What to do in the garden January with David Williams

January is not just the start of a new year, but for the keen gardeners amongst us it is also the start of a new gardening season. Even though...

January is not just the start of a new year, but for the keen gardeners amongst us it is also the start of a new gardening season.

Even though the temperatures are cold enough to make a polar bear think about putting a coat on, there is still lots to be getting on with in the garden.  

There are lots of pruning jobs to be doing over the next month or two before the sap starts to rise and the buds start to break.

Just be careful what plants you are pruning as you could easily start cutting off this year’s flowering wood – some plants flower on new growth and others flower on last year’s growth. So do find out what you are cutting before you ‘go in’ with the secateurs. This could make the difference between a good show of flowers and no flowers at all. 

Prune your apple and pear trees. This will let more light onto your tree and increase the fruiting buds.

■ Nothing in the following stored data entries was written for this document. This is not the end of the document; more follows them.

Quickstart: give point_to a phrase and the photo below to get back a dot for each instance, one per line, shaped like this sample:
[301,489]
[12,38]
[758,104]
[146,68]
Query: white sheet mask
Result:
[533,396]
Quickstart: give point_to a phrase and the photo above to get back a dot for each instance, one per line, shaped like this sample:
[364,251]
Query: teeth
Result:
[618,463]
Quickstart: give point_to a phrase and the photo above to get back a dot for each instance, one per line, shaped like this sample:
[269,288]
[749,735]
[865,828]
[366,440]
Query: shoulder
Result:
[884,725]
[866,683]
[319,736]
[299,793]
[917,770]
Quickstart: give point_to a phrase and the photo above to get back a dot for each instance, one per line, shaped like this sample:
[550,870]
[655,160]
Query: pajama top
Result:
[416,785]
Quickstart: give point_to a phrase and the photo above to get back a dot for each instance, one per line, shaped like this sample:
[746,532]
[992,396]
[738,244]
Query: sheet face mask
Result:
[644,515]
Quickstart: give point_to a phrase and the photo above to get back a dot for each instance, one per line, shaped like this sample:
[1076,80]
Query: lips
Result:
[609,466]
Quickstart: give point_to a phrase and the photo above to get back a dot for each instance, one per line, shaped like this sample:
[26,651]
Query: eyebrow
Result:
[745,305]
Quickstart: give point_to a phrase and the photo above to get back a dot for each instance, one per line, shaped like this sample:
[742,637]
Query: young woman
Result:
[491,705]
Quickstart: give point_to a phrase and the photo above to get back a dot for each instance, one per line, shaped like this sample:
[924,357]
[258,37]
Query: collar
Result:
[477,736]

Another good job to do in the fruit garden is to give all your fruit trees and bushes a good mulch of well rotted manure or good garden compost. This will add nutrients to the soil, act as a weed suppressor and retain moisture in dry, summer months. Do make sure however, that there is no frost in the soil when you mulch otherwise it will become trapped inside and take longer for the soil to warm up in spring.

If you are looking to plant any shrubs, trees or roses this year, now is a great time to order and plant bare root plants. Not only will they grow more quickly than pot grown plants, but they are much more likely to grow into bigger plants. Also they are over half the price of a pot grown plant. When you take delivery of your plants it is a good idea to soak them in a bucket of water for an hour or so as they will probably have dried out during delivery. 

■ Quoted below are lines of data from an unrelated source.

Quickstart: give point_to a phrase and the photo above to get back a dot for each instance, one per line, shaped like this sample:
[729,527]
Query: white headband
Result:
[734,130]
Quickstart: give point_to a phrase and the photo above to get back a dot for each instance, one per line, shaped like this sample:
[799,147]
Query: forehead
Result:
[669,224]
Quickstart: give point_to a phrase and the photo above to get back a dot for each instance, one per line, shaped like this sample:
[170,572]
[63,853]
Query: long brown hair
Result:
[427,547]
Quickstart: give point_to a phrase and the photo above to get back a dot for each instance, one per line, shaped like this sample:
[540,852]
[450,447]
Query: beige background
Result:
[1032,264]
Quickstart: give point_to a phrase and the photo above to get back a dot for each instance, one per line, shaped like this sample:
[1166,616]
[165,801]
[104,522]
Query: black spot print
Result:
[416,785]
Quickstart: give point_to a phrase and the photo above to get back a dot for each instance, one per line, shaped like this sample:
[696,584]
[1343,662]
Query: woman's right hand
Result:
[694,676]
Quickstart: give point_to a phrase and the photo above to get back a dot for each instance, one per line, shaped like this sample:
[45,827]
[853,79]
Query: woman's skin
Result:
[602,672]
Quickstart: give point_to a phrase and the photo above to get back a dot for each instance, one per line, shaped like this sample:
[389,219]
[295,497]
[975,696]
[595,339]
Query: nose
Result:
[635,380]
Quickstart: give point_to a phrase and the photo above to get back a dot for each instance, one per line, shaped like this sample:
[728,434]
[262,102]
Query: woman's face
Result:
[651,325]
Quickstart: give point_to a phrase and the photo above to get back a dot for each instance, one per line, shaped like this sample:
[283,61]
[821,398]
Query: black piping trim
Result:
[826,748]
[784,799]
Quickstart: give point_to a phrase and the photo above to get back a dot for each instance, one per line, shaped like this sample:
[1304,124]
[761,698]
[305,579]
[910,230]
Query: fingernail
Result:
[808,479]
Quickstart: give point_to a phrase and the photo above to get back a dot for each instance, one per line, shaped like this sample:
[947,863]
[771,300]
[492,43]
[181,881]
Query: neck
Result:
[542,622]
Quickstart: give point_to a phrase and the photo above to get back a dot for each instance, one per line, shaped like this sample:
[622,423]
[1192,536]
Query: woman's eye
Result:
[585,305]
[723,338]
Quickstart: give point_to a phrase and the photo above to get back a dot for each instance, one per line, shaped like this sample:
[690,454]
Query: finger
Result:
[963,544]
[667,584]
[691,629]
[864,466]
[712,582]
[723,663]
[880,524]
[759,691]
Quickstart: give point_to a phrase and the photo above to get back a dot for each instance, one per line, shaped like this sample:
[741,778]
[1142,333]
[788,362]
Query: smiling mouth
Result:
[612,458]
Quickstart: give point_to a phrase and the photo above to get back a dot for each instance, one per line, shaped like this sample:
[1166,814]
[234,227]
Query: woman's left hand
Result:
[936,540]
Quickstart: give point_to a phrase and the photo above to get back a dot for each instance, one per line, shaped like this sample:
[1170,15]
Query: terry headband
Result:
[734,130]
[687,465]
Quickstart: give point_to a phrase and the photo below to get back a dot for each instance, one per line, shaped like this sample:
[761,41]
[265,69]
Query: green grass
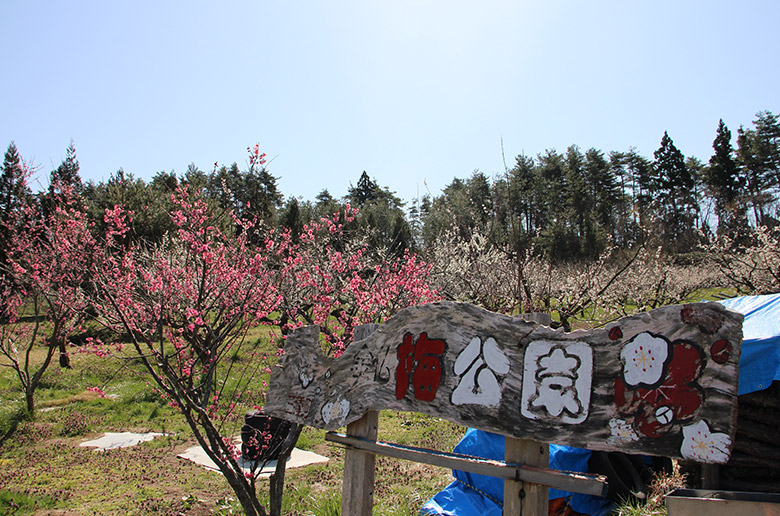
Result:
[41,463]
[42,468]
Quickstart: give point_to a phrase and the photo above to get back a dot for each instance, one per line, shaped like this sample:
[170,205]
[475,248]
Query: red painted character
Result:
[422,362]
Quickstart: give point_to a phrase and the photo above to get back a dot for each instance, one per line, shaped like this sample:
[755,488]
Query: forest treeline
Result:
[563,206]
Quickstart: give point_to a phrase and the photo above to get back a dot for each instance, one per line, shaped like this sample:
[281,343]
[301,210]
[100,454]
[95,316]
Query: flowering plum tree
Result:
[188,303]
[333,278]
[48,261]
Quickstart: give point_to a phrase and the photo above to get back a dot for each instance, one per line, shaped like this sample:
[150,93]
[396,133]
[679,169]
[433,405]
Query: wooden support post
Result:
[357,490]
[523,498]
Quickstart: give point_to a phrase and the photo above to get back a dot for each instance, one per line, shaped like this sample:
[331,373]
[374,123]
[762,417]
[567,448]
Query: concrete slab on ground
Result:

Soil preparation is important. Dig out a good sized hole, large enough to comfortably fit all the roots within. Incorporate lots of garden compost or well-rotted manure into the soil you have removed from the hole. Dust the roots in mycorrhizal fungi as this will greatly increase the root growth of the plant. Back fill with the soil and compost mix making sure you get all the soil between the roots by shaking the plant. Be careful not to bury the plant too deep, firm the plant in with heal of your boot and give it a good watering in.

Seed sowing season is nearly upon us too, so it is good to get your seed box out to see what seeds you have and check that they are still in date. Then work out what you want to grow this year and make a list, ticking off all the seeds you already have, then get out all of your seed catalogues and get ordering. You will always have lots of spare seed packets and lots of seeds that you have saved from your own plants left so why not take them along to your local seed swap? There are lots going on around the country so why not look on line to find out where the nearest one is to you.